Adão, ainda mais furioso, sai à procura do moleque negro, com um açoite de espinhos e cordas de farpas soltas para prendê-lo e castiga-lo até a morte. Um de seus escravos mais fieis o acompanha. João acorda sobre chicotadas e os gritos chulos que sinhozinho disparava em seu corpo. Sem forças para fugir e dormente pelas dores João permanece como fora encontrado, deitado. Isto irrita mais ainda Adão. Que amarro-o em cima de um formigueiro, no pé da árvore mais alta daquele lugar, de castigo. Caso sobreviva até o dia seguinte, o sinhozinho promete voltar e busca-lo, e talvez vende-lo para outro fazendeiro. João, sente as formigas subirem seus pés descalços, amarrado no tronco da árvore, espera que a morte o busque rapidamente.  
No dia seguinte, ao retornar ao local, Adão o sinhozinho fica surpreso e atônito com o que vê. No lugar onde deixara o pequeno escravo quase morto, estava a imagem de Nossa Senhora do Rosário, a padroeira dos escravos, formada pelas formigas tecelãs. A imagem branca coberta por um manto de folhas verdes, com o dedo apontado em direção aos pés do sinhozinho. Este que, lacrimejando, cai de joelhos aos pés da imagem, implorando perdão. 
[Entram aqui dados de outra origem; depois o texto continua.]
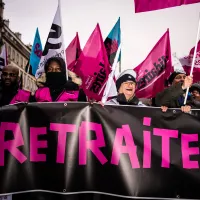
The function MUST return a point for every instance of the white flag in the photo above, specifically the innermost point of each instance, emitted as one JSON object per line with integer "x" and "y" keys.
{"x": 54, "y": 46}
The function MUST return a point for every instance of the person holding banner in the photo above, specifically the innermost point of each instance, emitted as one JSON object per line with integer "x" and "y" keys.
{"x": 10, "y": 93}
{"x": 57, "y": 88}
{"x": 126, "y": 85}
{"x": 195, "y": 92}
{"x": 173, "y": 96}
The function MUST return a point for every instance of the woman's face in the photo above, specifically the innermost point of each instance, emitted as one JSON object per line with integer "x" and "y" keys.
{"x": 128, "y": 88}
{"x": 54, "y": 67}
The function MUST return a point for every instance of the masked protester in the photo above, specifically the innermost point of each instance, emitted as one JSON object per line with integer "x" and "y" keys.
{"x": 10, "y": 93}
{"x": 126, "y": 85}
{"x": 57, "y": 88}
{"x": 195, "y": 95}
{"x": 174, "y": 95}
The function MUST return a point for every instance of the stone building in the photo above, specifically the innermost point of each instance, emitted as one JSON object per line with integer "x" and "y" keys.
{"x": 18, "y": 53}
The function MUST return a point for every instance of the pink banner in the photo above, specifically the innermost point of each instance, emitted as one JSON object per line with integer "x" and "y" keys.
{"x": 154, "y": 71}
{"x": 149, "y": 5}
{"x": 93, "y": 66}
{"x": 187, "y": 63}
{"x": 73, "y": 51}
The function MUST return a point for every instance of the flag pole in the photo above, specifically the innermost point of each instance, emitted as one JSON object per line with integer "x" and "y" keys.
{"x": 111, "y": 76}
{"x": 27, "y": 73}
{"x": 59, "y": 4}
{"x": 194, "y": 57}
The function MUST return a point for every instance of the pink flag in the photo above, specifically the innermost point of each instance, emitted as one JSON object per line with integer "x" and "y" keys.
{"x": 153, "y": 72}
{"x": 73, "y": 51}
{"x": 93, "y": 66}
{"x": 149, "y": 5}
{"x": 187, "y": 63}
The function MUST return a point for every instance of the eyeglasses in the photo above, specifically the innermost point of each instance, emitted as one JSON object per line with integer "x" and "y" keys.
{"x": 5, "y": 74}
{"x": 129, "y": 83}
{"x": 180, "y": 77}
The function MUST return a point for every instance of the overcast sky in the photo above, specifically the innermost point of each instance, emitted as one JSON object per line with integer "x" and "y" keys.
{"x": 140, "y": 31}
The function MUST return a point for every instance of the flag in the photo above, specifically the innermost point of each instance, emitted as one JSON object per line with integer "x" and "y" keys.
{"x": 28, "y": 68}
{"x": 149, "y": 5}
{"x": 153, "y": 72}
{"x": 73, "y": 51}
{"x": 113, "y": 41}
{"x": 93, "y": 66}
{"x": 54, "y": 45}
{"x": 3, "y": 58}
{"x": 187, "y": 63}
{"x": 111, "y": 90}
{"x": 36, "y": 52}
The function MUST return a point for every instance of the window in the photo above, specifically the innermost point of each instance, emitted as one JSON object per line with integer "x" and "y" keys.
{"x": 13, "y": 54}
{"x": 17, "y": 58}
{"x": 21, "y": 62}
{"x": 9, "y": 51}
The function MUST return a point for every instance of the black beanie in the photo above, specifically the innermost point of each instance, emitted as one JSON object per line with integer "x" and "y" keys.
{"x": 60, "y": 62}
{"x": 195, "y": 86}
{"x": 124, "y": 78}
{"x": 173, "y": 76}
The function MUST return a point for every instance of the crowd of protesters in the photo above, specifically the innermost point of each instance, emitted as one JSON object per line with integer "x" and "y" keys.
{"x": 54, "y": 86}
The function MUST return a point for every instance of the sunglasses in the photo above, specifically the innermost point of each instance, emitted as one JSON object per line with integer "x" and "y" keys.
{"x": 5, "y": 74}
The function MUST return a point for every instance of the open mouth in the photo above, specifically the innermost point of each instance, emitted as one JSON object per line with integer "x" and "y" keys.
{"x": 130, "y": 90}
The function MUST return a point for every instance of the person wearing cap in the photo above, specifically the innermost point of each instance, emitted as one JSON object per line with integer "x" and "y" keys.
{"x": 126, "y": 85}
{"x": 174, "y": 95}
{"x": 56, "y": 87}
{"x": 195, "y": 92}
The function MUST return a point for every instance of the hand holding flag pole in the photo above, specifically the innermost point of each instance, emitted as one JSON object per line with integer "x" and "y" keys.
{"x": 111, "y": 76}
{"x": 194, "y": 57}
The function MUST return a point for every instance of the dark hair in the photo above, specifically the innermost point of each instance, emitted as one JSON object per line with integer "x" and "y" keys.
{"x": 58, "y": 60}
{"x": 173, "y": 76}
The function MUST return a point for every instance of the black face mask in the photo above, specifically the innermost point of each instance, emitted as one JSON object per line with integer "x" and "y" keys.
{"x": 55, "y": 79}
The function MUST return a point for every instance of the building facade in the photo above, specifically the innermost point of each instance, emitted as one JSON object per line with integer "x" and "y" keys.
{"x": 17, "y": 52}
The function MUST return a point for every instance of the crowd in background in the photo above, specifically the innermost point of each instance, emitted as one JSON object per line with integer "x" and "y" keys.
{"x": 55, "y": 86}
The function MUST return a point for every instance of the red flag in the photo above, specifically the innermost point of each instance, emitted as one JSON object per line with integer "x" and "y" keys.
{"x": 93, "y": 66}
{"x": 153, "y": 72}
{"x": 149, "y": 5}
{"x": 187, "y": 63}
{"x": 73, "y": 51}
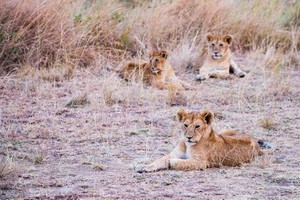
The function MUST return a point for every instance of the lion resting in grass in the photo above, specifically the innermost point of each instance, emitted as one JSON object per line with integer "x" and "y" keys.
{"x": 219, "y": 62}
{"x": 201, "y": 147}
{"x": 157, "y": 72}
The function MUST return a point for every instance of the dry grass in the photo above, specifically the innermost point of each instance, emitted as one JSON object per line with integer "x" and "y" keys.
{"x": 267, "y": 123}
{"x": 59, "y": 34}
{"x": 45, "y": 48}
{"x": 7, "y": 167}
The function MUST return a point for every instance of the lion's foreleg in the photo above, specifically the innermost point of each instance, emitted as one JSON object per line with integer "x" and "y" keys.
{"x": 189, "y": 164}
{"x": 164, "y": 162}
{"x": 236, "y": 70}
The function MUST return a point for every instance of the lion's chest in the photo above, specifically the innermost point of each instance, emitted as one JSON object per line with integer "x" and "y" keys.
{"x": 188, "y": 151}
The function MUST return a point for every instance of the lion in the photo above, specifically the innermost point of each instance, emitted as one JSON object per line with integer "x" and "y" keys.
{"x": 201, "y": 147}
{"x": 157, "y": 72}
{"x": 219, "y": 62}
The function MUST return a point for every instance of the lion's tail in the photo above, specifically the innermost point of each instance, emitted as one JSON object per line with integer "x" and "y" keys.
{"x": 267, "y": 146}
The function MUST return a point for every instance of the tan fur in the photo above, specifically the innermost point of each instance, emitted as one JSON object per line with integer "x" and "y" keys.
{"x": 219, "y": 62}
{"x": 201, "y": 147}
{"x": 157, "y": 72}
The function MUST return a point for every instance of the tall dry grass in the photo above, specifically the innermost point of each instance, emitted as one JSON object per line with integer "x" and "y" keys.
{"x": 49, "y": 34}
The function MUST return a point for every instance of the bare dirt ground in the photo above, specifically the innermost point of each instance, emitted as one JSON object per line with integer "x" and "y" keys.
{"x": 90, "y": 152}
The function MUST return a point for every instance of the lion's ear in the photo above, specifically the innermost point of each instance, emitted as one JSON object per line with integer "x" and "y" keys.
{"x": 164, "y": 54}
{"x": 181, "y": 114}
{"x": 228, "y": 39}
{"x": 208, "y": 116}
{"x": 150, "y": 53}
{"x": 210, "y": 37}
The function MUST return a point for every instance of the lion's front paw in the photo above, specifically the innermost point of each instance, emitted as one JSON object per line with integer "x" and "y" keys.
{"x": 144, "y": 169}
{"x": 241, "y": 74}
{"x": 174, "y": 163}
{"x": 201, "y": 77}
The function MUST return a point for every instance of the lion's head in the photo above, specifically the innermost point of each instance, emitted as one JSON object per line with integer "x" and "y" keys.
{"x": 157, "y": 60}
{"x": 218, "y": 46}
{"x": 195, "y": 124}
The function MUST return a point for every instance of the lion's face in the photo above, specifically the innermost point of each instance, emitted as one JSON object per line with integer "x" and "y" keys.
{"x": 194, "y": 124}
{"x": 157, "y": 61}
{"x": 218, "y": 46}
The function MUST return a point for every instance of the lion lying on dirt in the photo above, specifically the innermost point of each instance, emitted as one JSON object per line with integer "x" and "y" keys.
{"x": 157, "y": 72}
{"x": 219, "y": 62}
{"x": 201, "y": 147}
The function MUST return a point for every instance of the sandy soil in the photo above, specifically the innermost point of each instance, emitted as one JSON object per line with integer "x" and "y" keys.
{"x": 90, "y": 152}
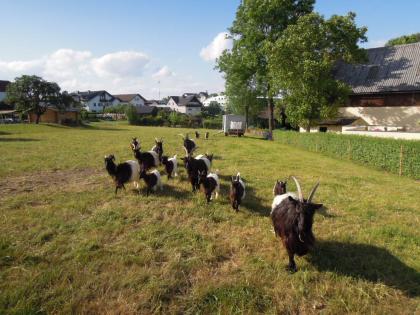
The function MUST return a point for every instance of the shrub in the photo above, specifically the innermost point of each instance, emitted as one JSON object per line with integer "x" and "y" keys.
{"x": 380, "y": 153}
{"x": 213, "y": 123}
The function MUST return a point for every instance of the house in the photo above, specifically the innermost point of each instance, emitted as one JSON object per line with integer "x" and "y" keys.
{"x": 385, "y": 91}
{"x": 220, "y": 98}
{"x": 186, "y": 104}
{"x": 3, "y": 86}
{"x": 95, "y": 101}
{"x": 134, "y": 99}
{"x": 147, "y": 110}
{"x": 54, "y": 115}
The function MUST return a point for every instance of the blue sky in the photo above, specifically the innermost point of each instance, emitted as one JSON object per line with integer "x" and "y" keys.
{"x": 131, "y": 46}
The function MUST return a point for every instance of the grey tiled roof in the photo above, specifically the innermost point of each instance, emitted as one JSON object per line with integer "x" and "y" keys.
{"x": 190, "y": 101}
{"x": 389, "y": 69}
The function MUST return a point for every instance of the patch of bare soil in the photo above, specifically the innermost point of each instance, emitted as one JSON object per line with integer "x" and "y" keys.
{"x": 59, "y": 179}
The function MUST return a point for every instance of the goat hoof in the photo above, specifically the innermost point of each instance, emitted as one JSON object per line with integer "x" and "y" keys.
{"x": 291, "y": 269}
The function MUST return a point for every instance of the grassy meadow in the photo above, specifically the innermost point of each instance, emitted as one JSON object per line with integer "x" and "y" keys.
{"x": 69, "y": 245}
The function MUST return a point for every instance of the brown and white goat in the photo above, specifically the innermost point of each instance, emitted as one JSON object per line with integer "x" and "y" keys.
{"x": 195, "y": 165}
{"x": 171, "y": 166}
{"x": 292, "y": 221}
{"x": 211, "y": 184}
{"x": 189, "y": 144}
{"x": 237, "y": 191}
{"x": 148, "y": 159}
{"x": 158, "y": 148}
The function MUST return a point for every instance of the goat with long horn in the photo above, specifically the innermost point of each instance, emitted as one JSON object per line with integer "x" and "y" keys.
{"x": 292, "y": 218}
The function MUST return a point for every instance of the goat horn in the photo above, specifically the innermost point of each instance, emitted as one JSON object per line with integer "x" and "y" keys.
{"x": 311, "y": 195}
{"x": 299, "y": 189}
{"x": 300, "y": 238}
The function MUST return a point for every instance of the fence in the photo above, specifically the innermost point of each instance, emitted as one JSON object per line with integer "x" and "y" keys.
{"x": 396, "y": 156}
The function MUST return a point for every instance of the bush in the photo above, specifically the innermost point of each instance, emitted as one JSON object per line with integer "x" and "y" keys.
{"x": 380, "y": 153}
{"x": 214, "y": 123}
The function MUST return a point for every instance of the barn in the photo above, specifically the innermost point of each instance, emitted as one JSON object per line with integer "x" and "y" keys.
{"x": 56, "y": 116}
{"x": 385, "y": 91}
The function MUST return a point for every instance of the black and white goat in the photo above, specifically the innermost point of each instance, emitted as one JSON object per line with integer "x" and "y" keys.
{"x": 148, "y": 159}
{"x": 292, "y": 221}
{"x": 171, "y": 166}
{"x": 237, "y": 191}
{"x": 123, "y": 173}
{"x": 211, "y": 184}
{"x": 152, "y": 180}
{"x": 158, "y": 148}
{"x": 195, "y": 165}
{"x": 189, "y": 144}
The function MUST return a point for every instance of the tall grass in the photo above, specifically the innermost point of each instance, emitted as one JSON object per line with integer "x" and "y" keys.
{"x": 395, "y": 156}
{"x": 69, "y": 245}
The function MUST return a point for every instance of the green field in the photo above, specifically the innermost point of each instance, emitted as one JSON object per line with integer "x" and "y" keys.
{"x": 69, "y": 245}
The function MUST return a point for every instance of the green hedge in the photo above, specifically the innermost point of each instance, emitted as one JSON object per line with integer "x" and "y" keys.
{"x": 384, "y": 154}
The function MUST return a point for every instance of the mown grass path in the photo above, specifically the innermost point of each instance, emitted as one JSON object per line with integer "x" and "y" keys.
{"x": 67, "y": 244}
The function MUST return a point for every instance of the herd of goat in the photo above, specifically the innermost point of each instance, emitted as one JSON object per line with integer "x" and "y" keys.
{"x": 291, "y": 214}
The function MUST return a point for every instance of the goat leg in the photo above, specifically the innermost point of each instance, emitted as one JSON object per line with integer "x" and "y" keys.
{"x": 291, "y": 267}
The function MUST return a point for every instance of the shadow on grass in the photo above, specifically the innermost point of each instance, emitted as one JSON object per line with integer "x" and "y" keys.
{"x": 91, "y": 127}
{"x": 169, "y": 190}
{"x": 366, "y": 262}
{"x": 18, "y": 140}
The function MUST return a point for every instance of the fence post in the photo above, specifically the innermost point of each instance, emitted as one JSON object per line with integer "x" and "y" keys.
{"x": 401, "y": 159}
{"x": 349, "y": 150}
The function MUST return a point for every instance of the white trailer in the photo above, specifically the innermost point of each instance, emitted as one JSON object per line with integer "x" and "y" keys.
{"x": 234, "y": 125}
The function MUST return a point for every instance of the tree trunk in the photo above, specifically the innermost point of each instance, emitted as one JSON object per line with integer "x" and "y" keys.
{"x": 270, "y": 117}
{"x": 246, "y": 116}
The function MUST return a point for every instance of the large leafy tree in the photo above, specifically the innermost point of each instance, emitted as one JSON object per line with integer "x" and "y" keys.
{"x": 32, "y": 93}
{"x": 302, "y": 63}
{"x": 406, "y": 39}
{"x": 259, "y": 23}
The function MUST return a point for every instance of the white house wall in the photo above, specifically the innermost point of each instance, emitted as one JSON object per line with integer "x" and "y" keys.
{"x": 397, "y": 116}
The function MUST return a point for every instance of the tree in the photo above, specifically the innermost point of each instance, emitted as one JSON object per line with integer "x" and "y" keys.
{"x": 258, "y": 24}
{"x": 32, "y": 93}
{"x": 406, "y": 39}
{"x": 214, "y": 109}
{"x": 302, "y": 62}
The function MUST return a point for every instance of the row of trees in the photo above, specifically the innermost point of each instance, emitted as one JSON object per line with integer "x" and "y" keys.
{"x": 32, "y": 93}
{"x": 283, "y": 48}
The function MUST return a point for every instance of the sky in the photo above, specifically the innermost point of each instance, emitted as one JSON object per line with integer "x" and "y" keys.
{"x": 155, "y": 48}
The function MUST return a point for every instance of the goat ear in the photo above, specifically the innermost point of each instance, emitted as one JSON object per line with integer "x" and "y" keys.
{"x": 317, "y": 206}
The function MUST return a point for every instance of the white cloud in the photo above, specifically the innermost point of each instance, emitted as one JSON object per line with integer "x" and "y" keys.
{"x": 21, "y": 66}
{"x": 66, "y": 63}
{"x": 121, "y": 64}
{"x": 116, "y": 72}
{"x": 216, "y": 47}
{"x": 163, "y": 72}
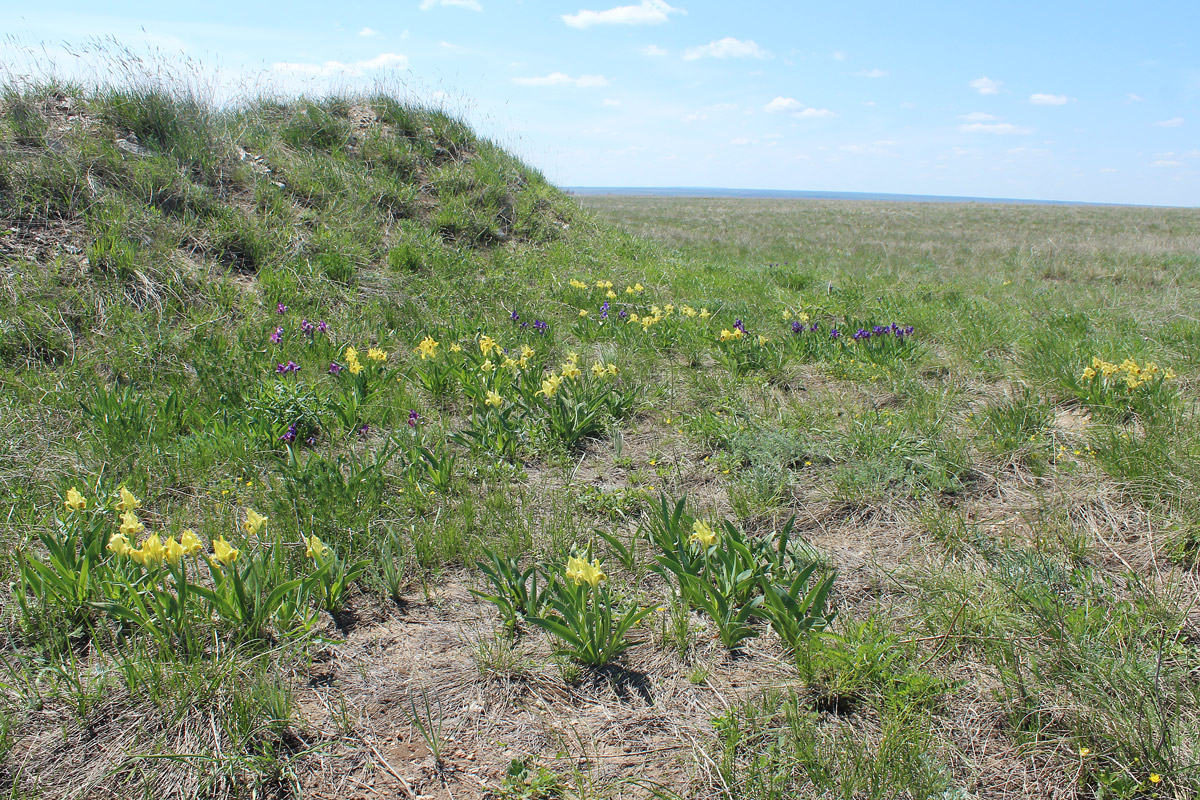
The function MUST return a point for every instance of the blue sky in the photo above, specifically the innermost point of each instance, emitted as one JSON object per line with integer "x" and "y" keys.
{"x": 1050, "y": 100}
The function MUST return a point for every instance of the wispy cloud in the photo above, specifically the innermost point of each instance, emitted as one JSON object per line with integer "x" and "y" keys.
{"x": 726, "y": 48}
{"x": 462, "y": 4}
{"x": 798, "y": 109}
{"x": 1000, "y": 128}
{"x": 382, "y": 61}
{"x": 563, "y": 79}
{"x": 985, "y": 85}
{"x": 648, "y": 12}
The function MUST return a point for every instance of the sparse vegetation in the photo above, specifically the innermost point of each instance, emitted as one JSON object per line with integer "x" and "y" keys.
{"x": 343, "y": 453}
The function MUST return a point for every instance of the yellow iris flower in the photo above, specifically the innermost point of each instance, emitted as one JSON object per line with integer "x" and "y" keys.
{"x": 702, "y": 534}
{"x": 427, "y": 348}
{"x": 223, "y": 553}
{"x": 75, "y": 500}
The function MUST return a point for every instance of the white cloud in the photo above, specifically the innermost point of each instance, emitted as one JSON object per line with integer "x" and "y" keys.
{"x": 648, "y": 12}
{"x": 1048, "y": 100}
{"x": 1001, "y": 128}
{"x": 382, "y": 61}
{"x": 462, "y": 4}
{"x": 563, "y": 79}
{"x": 796, "y": 108}
{"x": 726, "y": 48}
{"x": 985, "y": 85}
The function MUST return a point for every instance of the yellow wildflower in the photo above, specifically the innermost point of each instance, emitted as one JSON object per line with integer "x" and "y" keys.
{"x": 429, "y": 348}
{"x": 127, "y": 501}
{"x": 130, "y": 524}
{"x": 702, "y": 534}
{"x": 255, "y": 522}
{"x": 315, "y": 548}
{"x": 550, "y": 385}
{"x": 75, "y": 500}
{"x": 119, "y": 545}
{"x": 580, "y": 572}
{"x": 190, "y": 543}
{"x": 223, "y": 553}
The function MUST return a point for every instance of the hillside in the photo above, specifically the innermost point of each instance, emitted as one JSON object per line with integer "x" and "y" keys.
{"x": 345, "y": 456}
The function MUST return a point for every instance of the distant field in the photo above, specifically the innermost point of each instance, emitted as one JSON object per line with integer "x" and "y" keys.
{"x": 343, "y": 456}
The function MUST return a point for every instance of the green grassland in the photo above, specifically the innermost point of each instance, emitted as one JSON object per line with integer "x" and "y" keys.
{"x": 345, "y": 456}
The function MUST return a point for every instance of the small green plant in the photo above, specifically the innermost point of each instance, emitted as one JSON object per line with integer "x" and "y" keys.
{"x": 586, "y": 624}
{"x": 335, "y": 573}
{"x": 515, "y": 591}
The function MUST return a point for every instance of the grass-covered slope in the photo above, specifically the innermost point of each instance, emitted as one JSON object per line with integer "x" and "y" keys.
{"x": 343, "y": 456}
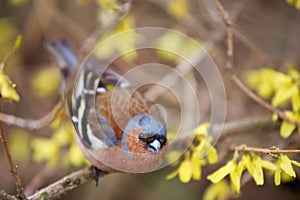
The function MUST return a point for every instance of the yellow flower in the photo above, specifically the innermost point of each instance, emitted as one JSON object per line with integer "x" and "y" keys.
{"x": 45, "y": 150}
{"x": 7, "y": 88}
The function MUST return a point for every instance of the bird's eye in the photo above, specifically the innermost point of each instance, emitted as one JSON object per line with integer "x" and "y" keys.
{"x": 162, "y": 140}
{"x": 142, "y": 137}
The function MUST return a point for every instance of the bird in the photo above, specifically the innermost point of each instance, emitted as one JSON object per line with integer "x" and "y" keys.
{"x": 118, "y": 129}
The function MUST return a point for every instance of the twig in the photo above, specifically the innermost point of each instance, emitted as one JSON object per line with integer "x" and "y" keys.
{"x": 40, "y": 178}
{"x": 269, "y": 151}
{"x": 235, "y": 78}
{"x": 11, "y": 53}
{"x": 228, "y": 23}
{"x": 260, "y": 101}
{"x": 5, "y": 196}
{"x": 12, "y": 166}
{"x": 64, "y": 185}
{"x": 31, "y": 124}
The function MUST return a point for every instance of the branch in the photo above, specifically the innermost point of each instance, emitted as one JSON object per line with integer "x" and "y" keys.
{"x": 5, "y": 196}
{"x": 229, "y": 65}
{"x": 269, "y": 151}
{"x": 64, "y": 185}
{"x": 12, "y": 166}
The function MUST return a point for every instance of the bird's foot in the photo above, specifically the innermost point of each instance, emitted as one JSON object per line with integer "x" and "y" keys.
{"x": 97, "y": 173}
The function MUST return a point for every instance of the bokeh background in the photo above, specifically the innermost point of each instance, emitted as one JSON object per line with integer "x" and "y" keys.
{"x": 267, "y": 34}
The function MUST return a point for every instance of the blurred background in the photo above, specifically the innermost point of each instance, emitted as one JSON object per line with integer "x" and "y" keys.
{"x": 266, "y": 34}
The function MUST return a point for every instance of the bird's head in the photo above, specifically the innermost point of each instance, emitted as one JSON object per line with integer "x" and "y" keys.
{"x": 144, "y": 132}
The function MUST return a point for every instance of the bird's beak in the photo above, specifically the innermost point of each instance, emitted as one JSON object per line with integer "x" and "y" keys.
{"x": 154, "y": 146}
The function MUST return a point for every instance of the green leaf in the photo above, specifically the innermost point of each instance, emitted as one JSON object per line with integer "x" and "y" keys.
{"x": 216, "y": 191}
{"x": 283, "y": 95}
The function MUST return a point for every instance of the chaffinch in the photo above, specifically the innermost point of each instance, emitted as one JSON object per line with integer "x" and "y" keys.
{"x": 115, "y": 129}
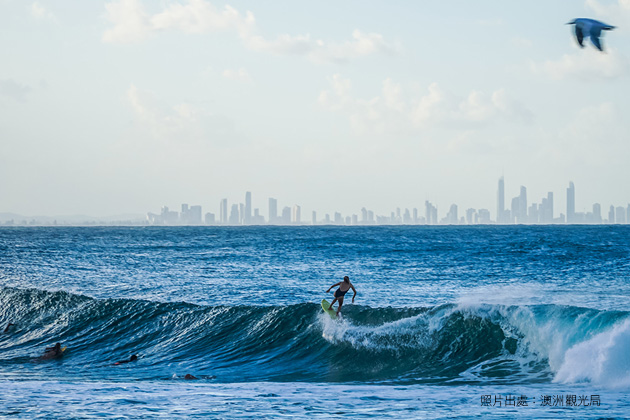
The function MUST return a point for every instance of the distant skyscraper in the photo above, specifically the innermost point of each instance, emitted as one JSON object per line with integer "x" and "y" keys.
{"x": 286, "y": 215}
{"x": 515, "y": 210}
{"x": 451, "y": 217}
{"x": 522, "y": 206}
{"x": 194, "y": 215}
{"x": 235, "y": 218}
{"x": 247, "y": 216}
{"x": 611, "y": 215}
{"x": 297, "y": 215}
{"x": 273, "y": 210}
{"x": 620, "y": 216}
{"x": 501, "y": 202}
{"x": 430, "y": 213}
{"x": 223, "y": 216}
{"x": 571, "y": 203}
{"x": 597, "y": 213}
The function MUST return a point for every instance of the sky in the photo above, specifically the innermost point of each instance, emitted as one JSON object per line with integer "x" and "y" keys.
{"x": 125, "y": 106}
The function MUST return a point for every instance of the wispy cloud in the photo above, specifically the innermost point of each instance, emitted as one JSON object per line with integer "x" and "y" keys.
{"x": 615, "y": 13}
{"x": 14, "y": 90}
{"x": 182, "y": 122}
{"x": 132, "y": 24}
{"x": 240, "y": 75}
{"x": 395, "y": 109}
{"x": 587, "y": 64}
{"x": 40, "y": 12}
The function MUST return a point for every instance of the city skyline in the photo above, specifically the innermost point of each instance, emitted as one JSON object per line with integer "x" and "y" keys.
{"x": 520, "y": 212}
{"x": 541, "y": 211}
{"x": 146, "y": 103}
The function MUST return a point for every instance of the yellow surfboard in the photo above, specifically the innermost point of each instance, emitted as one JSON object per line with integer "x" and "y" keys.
{"x": 331, "y": 312}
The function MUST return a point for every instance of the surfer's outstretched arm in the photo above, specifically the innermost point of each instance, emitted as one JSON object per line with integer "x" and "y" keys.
{"x": 334, "y": 285}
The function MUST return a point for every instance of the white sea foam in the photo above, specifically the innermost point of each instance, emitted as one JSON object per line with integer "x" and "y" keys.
{"x": 603, "y": 359}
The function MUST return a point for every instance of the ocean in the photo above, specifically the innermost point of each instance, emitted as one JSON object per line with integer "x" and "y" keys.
{"x": 484, "y": 322}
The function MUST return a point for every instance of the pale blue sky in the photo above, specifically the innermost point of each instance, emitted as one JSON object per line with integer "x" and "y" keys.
{"x": 125, "y": 106}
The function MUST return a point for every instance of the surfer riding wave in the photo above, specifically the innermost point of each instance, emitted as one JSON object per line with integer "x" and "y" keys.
{"x": 344, "y": 287}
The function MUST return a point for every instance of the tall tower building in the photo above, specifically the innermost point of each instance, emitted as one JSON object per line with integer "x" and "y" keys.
{"x": 571, "y": 203}
{"x": 597, "y": 213}
{"x": 501, "y": 202}
{"x": 235, "y": 218}
{"x": 522, "y": 206}
{"x": 223, "y": 216}
{"x": 247, "y": 216}
{"x": 297, "y": 215}
{"x": 273, "y": 210}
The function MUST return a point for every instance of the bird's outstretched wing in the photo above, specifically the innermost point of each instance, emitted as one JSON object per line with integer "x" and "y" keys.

Logo, o pequeno escravo surge galopando vagarosamente no cavalo baio, por detrás da grande árvore. Sem nenhum ferimento, em forma e sorridente. Adão levanta seus olhos chorosos para o Negrinho que desce do cavalo. Pede perdão a ele, o pequeno garoto fecha o sorriso e sem reponde-lo beija a mão de seda de Nossa Senhora em agradecimento, monta o cavalo baio e sai em disparada na direção da fazenda. As formigas ácidas começam a subir no colo de Adão o sinhozinho, este que não consegue tirar seus joelhos do chão.